One may note that in some of its earlier orders, the NAA held that withdrawal of discounts pursuant to rate-cuts did not amount to profiteering. While the findings of the NAA in the case of L’oreal’s distributor are in stark contrast to its earlier decisions, the NAA does not provide any rationale behind such inconsistency.
Supply chain dynamics
L’oreal’s distributor claimed that it was not benefiting from the rate-cuts as the product prices were controlled by the manufacturer. It also placed on record the fact that its margins remained constant and it was buying goods at higher prices. The NAA observed that the distributor was registered under the GST legislations and was accountable for passing on the benefit of GST rate-cuts to its customers. NAA further opined that these legal obligations could not be ignored on the ground that it was not the manufacturer of the product and did not control its pricing.
The NAA order interprets the anti-profiteering laws to compel the supplier to act in an impossible manner. The Distributor procured the products at the price charged from it by L’oreal and charged the revised tax rate on the supplies post rate reduction. Therefore, there was no window for any additional benefit arising that could be pocketed by the Distributor. In such circumstances, the only way of passing any further benefits to the recipient was to supply the products at a loss. Such an interpretation means that a supplier would have to reduce its existing profit or operate at a loss. This does not appear to be in line with the intention of the legislature in relation to the anti-profiteering provisions. In addition, as there have been multiple cases before the NAA which involve a similar factual matrix of a resultant non-compliance by a distributor/ retailer on account of default on the part of the manufacturer, it is only ordinate that the NAA should also consider the unique supply chain dynamics of a business while addressing the question of its profiteering.
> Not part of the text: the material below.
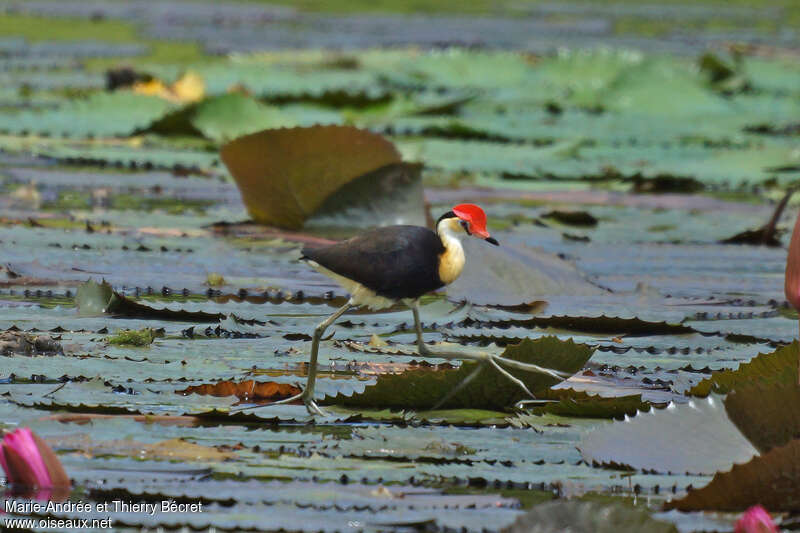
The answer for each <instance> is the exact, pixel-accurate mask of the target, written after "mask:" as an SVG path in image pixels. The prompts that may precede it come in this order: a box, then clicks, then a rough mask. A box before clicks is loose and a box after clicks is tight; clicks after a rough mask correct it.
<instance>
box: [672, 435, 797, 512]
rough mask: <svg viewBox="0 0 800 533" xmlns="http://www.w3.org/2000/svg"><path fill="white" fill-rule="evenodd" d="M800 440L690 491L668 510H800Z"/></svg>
mask: <svg viewBox="0 0 800 533" xmlns="http://www.w3.org/2000/svg"><path fill="white" fill-rule="evenodd" d="M798 487H800V439H795V440H793V441H791V442H790V443H789V444H787V445H785V446H781V447H779V448H773V449H772V450H770V451H769V452H767V453H766V454H764V455H761V456H759V457H755V458H753V460H751V461H750V462H748V463H746V464H743V465H734V466H733V468H732V469H731V470H730V471H729V472H721V473H719V474H717V475H715V476H714V479H712V480H711V482H710V483H709V484H708V485H706V486H705V487H703V488H701V489H695V490H690V491H689V493H688V494H687V495H686V496H685V497H683V498H681V499H680V500H674V501H671V502H667V503H666V504H665V505H664V507H665V508H666V509H678V510H679V511H704V510H717V511H744V510H745V509H747V508H748V507H750V506H751V505H756V504H761V505H763V506H764V507H766V508H767V509H769V510H770V511H772V512H782V511H786V512H795V513H796V512H798V511H800V491H798V490H797V488H798Z"/></svg>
The NAA went on to hold the distributor in prejudice on the grounds of lack of correspondence with L’oreal for decrease in base price of products. This suggests that distributors/ retailers should suo-moto request their supplier manufacturers for downward revision in prices of subject products pursuant to rate-cuts even while not legally mandated to do so.
In most of its recent cases the NAA has concluded the existence of profiteering solely on the basis of a comparative arithmetic analysis of base pricing of products. It appears to consider fundamental legal principles to be subservient to arithmetic calculations. While the NAA has been vehemently insisting in its orders that its mandate does not entail price regulation, it continues to do exactly the opposite.